Annapurna Maharana (née Choudhury 3 November 1917 – 31 December 2012) was an India pro-independence activist active in the Indian independence movement. She was also a prominent social and women's rights activist. Maharana was a close ally of Mahatma Gandhi.

==Personal life==
Annapurna was born in Orissa Province, British India (now Odisha, India) on 3 November 1917 in an aristocratic Zamindar Karan family, the second child of Ramadevi Choudhury and Gopabandhu Choudhury. Both of her parents were active in the Indian independence movement from the United Kingdom.

==Role during independence==
Annapurna began actively campaigning for independence when she was fourteen years old, becoming a supporter of Mohandas Gandhi. In 1934, she joined Gandhi on his "Harijan Pada Yatra" march through Odisha from Puri to Bhadrak. Choudhury was arrested several times by British and British Raj, including August 1942 during the Quit India Movement civil disobedience campaign.

Following independence, Annapurna advocated on behalf of women and children in India. She opened a school in Odisha's Rayagada district for the children of the area's tribal population. Annapurna also became involved with the Bhoodan movement, or Land Gift Movement, started by Vinoba Bhave. She further campaigned to integrate the Dacoits active of the Chambal Valley.

During the emergency she protested by helping Ramadevi Choudhury with their newspaper published by the Gram Sevak Press. The newspaper was banned by the government and was arrested along with Ramadevi Choudhury and other leaders from Orissa like Nabakrushna Choudhuri, Harekrushna Mahatab, Manmohan Choudhury, Jaykrushana Mohanty and others.

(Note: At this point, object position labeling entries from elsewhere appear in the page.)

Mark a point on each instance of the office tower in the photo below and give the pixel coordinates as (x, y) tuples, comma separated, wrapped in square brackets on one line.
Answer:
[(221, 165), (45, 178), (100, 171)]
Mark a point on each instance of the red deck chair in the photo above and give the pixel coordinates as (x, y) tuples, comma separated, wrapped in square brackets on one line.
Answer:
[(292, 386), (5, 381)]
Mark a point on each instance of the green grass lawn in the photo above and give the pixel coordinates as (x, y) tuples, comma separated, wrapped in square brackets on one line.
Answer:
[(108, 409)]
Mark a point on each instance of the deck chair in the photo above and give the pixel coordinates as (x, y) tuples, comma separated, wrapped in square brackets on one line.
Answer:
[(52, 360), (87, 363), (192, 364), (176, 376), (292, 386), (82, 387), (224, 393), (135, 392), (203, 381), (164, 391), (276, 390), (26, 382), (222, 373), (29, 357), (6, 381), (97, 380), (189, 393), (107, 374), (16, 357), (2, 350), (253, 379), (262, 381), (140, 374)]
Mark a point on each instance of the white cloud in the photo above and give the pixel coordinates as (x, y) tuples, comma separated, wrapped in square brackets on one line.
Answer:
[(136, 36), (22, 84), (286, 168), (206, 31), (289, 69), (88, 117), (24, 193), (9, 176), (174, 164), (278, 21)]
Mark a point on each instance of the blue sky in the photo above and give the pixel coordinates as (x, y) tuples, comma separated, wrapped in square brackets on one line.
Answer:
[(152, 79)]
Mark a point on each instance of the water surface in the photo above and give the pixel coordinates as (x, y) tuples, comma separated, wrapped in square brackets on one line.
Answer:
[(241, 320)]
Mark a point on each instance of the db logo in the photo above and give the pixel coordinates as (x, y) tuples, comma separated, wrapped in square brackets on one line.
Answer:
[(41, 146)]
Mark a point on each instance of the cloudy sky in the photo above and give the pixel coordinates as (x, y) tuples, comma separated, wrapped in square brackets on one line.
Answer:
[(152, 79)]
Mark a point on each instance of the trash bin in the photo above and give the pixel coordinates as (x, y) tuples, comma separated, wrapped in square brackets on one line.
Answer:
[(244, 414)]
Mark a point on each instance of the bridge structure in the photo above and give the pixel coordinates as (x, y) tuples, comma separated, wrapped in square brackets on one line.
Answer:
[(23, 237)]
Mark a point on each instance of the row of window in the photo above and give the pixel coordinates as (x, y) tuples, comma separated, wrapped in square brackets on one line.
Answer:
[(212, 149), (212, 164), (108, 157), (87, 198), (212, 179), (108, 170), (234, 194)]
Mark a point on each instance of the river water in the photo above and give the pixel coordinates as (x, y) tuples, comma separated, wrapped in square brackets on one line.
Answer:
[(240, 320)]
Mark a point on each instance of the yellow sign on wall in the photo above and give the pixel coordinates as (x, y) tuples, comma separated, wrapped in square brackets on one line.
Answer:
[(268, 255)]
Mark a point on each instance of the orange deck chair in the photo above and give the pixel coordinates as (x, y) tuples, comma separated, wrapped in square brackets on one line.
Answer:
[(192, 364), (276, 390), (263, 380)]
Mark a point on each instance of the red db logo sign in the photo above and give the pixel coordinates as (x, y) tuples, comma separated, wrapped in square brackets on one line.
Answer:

The Central University of Odisha awarded Annapurna Choudhury an Honoris Causa (honorary degree) in a ceremony held at her Cuttack home on 19 August 2012.

==Death==
Annapurna Choudhury died of lengthy illnesses related to old age, at her home in Bakharabad, Cuttack, Odisha, at 10:30 p.m. on 31 December 2012, aged 96. Her late husband, Sarat Maharana, died in 2009. She was cremated with honors at the Khannagar crematorium in Cuttack on 2 January 2013.

Governor of Odisha Murlidhar Chandrakant Bhandare and Chief Minister Naveen Patnaik described her death as "irreparable loss" to India and Odisha.